MySpace, a social network that was already very popular, suffered a hacker attack in 2016 Photo: Divulgao / MySpace
In March, the sports company Under Armor, responsible for the application MyFitnessPal, had its database attacked. More than 150 million users have leaked personal information such as their full name, email addresses and passwords.
As soon as the problem was detected, users of the MyFitnessPal app started to be notified immediately by requests to change their passwords as soon as possible.
Equifax, one of the three largest credit management companies in the United States, suffered in 2017 an attack on its databases that exposed information of 147 million people. The company reported that access by criminals occurred between May and July of that year.

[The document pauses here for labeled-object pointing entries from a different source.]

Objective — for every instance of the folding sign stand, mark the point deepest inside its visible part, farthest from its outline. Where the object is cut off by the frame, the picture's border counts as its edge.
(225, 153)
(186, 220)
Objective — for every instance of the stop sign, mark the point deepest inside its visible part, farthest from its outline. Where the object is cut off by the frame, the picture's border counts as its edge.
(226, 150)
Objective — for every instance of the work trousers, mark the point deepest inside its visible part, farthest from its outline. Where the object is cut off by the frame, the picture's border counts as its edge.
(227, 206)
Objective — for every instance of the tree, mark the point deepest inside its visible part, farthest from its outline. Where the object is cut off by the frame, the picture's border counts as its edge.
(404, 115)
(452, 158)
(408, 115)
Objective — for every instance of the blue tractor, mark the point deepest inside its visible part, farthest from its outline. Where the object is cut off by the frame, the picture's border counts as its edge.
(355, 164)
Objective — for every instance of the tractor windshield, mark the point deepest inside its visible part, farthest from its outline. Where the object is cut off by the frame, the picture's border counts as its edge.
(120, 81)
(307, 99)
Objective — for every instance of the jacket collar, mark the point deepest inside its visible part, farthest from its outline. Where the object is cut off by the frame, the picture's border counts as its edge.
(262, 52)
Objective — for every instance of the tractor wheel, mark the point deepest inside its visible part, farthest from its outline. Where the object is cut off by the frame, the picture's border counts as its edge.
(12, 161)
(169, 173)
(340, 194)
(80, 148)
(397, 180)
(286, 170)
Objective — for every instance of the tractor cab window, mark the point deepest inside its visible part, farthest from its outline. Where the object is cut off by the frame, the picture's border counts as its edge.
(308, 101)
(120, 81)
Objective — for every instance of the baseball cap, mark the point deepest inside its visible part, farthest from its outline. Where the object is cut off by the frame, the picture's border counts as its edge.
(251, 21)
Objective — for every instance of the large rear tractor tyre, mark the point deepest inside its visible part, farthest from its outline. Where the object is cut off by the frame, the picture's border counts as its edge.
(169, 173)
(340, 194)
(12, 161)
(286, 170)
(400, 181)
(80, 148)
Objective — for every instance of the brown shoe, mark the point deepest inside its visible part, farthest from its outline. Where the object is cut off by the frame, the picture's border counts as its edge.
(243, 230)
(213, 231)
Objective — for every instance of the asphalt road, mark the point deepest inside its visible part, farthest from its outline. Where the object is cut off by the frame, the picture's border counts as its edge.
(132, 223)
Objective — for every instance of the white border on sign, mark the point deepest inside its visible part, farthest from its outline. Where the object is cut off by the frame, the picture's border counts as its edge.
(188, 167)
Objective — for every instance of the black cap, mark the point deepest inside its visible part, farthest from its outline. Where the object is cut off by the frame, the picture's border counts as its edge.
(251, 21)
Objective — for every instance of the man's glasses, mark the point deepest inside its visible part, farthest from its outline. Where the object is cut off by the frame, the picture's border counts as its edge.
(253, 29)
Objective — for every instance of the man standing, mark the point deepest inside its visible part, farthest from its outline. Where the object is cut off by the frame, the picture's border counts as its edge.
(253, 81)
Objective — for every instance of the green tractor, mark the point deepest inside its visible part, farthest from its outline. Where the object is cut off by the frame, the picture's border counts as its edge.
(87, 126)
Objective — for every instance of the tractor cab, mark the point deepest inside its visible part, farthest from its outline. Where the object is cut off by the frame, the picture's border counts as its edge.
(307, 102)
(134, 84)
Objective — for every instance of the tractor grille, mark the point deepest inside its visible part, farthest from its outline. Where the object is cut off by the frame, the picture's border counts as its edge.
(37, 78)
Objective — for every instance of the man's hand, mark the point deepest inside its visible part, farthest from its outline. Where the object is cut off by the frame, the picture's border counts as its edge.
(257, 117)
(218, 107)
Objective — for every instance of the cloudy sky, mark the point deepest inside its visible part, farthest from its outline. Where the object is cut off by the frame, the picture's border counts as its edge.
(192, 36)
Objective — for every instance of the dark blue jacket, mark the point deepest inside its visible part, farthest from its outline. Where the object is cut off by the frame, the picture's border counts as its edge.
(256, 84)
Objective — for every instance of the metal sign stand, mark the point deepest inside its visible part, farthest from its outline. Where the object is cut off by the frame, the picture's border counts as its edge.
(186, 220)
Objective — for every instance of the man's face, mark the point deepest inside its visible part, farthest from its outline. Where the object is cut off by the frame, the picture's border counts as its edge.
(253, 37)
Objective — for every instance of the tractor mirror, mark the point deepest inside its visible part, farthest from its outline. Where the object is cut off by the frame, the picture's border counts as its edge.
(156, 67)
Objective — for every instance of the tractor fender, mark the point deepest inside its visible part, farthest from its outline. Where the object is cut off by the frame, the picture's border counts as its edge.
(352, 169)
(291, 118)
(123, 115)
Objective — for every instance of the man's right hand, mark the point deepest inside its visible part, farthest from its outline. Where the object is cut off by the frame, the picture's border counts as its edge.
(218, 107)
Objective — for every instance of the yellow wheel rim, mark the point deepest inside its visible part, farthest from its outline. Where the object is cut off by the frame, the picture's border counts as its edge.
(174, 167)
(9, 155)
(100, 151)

Equifax confirmed that hackers stole personal information from consumers in the United States, the United Kingdom and Canada, such as names, social security numbers, dates of birth, personal addresses and credit card numbers. The invasion caused a further $ 400 million loss to the company and can be considered the most expensive in corporate history to date.
Hacker attack on eBay had access to the entire website database Photo: Divulgao / eBay
In May 2104, eBay published a note stating that it had been the victim of a hacker attack. Criminals had access to the entire database, which gathered 145 million registered users on the site.
In the statement, the company asked users to change their passwords immediately. As the e-commerce site works in conjunction with PayPal, users were concerned that banking data had been accessed as well, which they did not. Information such as e-mail, names, physical address, telephone number and date of birth were stolen.
9. Heartland Payment Systems
In 2009, Heartland Payment Systems, an American company that processes payments made with credit cards, found a malicious code in its system. The attack reached 130 million victims, who had their data stolen.
The following year, Miami hacker Albert Gonzalez pleaded guilty to hacking into the systems of major financial and retail groups in the United States and stealing data from tens of millions of credit and debit cards. Among the aggrieved companies was Heartland Payment Systems.
In 2013, the American retail chain Target suffered an attack on its database, which affected about 70 million consumers. Criminals obtained data such as names, credit and debit card numbers, validity and security code. The attack, in addition to damaging Target's reliability index, also caused a potential loss estimated at more than 3 billion dollars.